Channel Estimation for Intelligent Reflecting Surface Assisted Massive MIMO Systems-A Deep Learning Approach

• Published in: IEEE communications letters Vol. 26; no. 4; pp. 798 - 802
• Main Authors: Mao, Zhendong, Liu, Xiqing, Peng, Mugen
• Format: Journal Article
• Language: English
• Published: New York IEEE 01.04.2022; The Institute of Electrical and Electronics Engineers, Inc. (IEEE)
• Subjects: Angle of arrival; Antennas; Channel estimation; compressive sensing; Deep learning; Estimation; Intelligent reflecting surface; Manganese; Massive MIMO; Matched pursuit; Matching pursuit algorithms; Performance enhancement; Reconfigurable intelligent surfaces; Uplink
• ISSN: 1089-7798; 1558-2558
• DOI: 10.1109/LCOMM.2022.3147200

The benefits of intelligent reflecting surfaces (IRS) assisted massive multiple-input multiple-output systems are based on the accurate acquisition of channel state information but at the cost of the high pilot overhead.
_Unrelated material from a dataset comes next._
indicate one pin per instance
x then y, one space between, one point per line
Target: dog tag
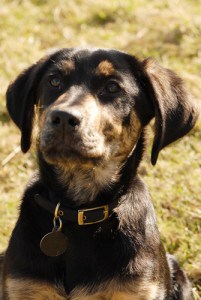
54 243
In this work, the sparse structure in angular domain is revealed, and then the uplink cascaded channel estimation is converted into a compressive sensing (CS) problem. However, the angle of arrival and angle of departure are fundamentally continuous values, and thus they usually do not fall precisely on the discrete grids, resulting in grid mismatch. In this case, the typical CS solution usually yields the compromised reconstruction performance. To address this issue, we proposed a deep learning-based approach with the traditional orthogonal matching pursuit followed by the residual network to improve the performance. Furthermore, a straightforward network structure is proposed to reduce computational complexity. Simulation results demonstrate that the proposed solutions achieve a better estimation performance and require lower pilot overhead compared with the state-of-the-art ones.